Silas cowered along with the teratism. Understanding dawned, a fragile flower beneath the cloud of grief.

Macha had been gathering souls, but not purely to create an army of teratisms. That was part of it, but hardly the whole.

The Fulbourn was only ever meant to hold your ghost and corpses, it was never meant to be a battleground.That was what the Alp had said when the sorceress refused the order to evacuate the collapsing Sanctuary. The Fulbourn had been a holding facility for whatever bloody, loathsome hell this was.

The dead were being offered up to the ravens.
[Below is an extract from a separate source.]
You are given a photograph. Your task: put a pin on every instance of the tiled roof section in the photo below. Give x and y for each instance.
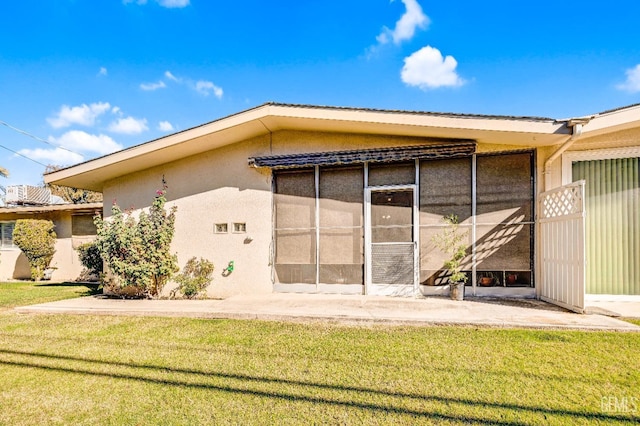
(413, 112)
(379, 155)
But for what purpose?

Silas.

Pitch’s voice came from a distance, unpicking the threads that wove Silas into the teratism.

Silas. Damn you.

Pitch’s voice was like a blade glancing against him. Demanding to be heard. Fighting to keep itself from wavering.
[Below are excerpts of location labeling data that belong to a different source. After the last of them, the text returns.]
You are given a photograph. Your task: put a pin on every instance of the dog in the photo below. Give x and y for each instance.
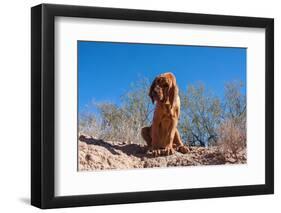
(163, 137)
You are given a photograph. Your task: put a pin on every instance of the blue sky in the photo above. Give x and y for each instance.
(106, 69)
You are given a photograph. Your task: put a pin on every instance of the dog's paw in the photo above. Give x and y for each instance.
(163, 152)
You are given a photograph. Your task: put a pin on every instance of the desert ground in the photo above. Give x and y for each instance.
(95, 154)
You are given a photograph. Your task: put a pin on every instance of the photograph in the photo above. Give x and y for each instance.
(146, 105)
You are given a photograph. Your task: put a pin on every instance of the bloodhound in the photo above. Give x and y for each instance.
(163, 137)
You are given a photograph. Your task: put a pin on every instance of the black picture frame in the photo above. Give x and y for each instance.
(43, 111)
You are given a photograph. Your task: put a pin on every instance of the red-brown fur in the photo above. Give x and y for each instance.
(163, 137)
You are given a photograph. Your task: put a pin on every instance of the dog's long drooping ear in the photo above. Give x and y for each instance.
(151, 89)
(173, 91)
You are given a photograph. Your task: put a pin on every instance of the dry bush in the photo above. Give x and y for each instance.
(232, 138)
(121, 122)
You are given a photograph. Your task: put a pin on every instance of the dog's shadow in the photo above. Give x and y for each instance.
(129, 149)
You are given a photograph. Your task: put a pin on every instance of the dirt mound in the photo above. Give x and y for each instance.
(97, 154)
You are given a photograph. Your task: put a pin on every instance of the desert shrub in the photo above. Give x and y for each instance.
(200, 115)
(232, 138)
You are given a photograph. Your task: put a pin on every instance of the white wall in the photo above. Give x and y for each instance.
(15, 105)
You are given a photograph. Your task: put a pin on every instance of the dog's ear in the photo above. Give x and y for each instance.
(173, 91)
(151, 89)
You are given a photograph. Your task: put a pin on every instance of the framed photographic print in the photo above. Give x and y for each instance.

But as desperate as Silas was to relieve the daemon of his concern, he wanted the secret of this cavern almost as much so. What Macha was doing here was a tragedy of unspeakable proportions.

Silas, please, wake up.

Not Pitch this time, but an equally familiar voice. Charlie was frightened, his fear sitting in the cracks between his words.

Open your eyes.One of those cracks split wide open with a sob.You need to wake up now.

Silas, damn it. Come on now. That’s enough.Sybilla’s deeper notes struck at the ties that bound Silas.Don’t you dare bloody leave us… The daemon will not survive it.

Her words– the very last especially– severed Silas’s ties with the teratism unequivocally. He slid free of the bone-crushing horror of the cavern.

And came around to a world blazing bright. He blinked. Bloody hell, his chest ached. Silas squinted up at the pair of concern-wrinkled faces hovering over him.

‘Oh my god, Silas.’ Charlie collapsed onto him, burying his face into his shoulder in a hug that was far more painful than it ought to be. Silas dragged a breath between his teeth, his chest on fire with the pressure. ‘You scared the bloody hell out of us.’

Silas could barely answer for the pain. ‘Charlie,’ he rasped. ‘Can you…’

‘Come now, give him room to breathe.’ Sybilla was on her knees on Silas’s other side. The leather of her coat creaked as she moved to extricate Charlie from his vise-grip on Silas. ‘Charlie, let him go.

‘I’m sorry.’ Charlie settled back on his heels, wiping his sleeve across a damp nose. ‘I’m sorry, Silas. You were just so…you were so still. I truly thought you were dead.’

The poor creature didn’t know the half of it. ‘Not yet.’

Sybilla eased her hand in between Silas’s shoulder and the ground, applying gentle pressure as she helped him up.

‘Oh shit.’ Silas grabbed his ribs, eyes watering. ‘My chest…did I fall on something?’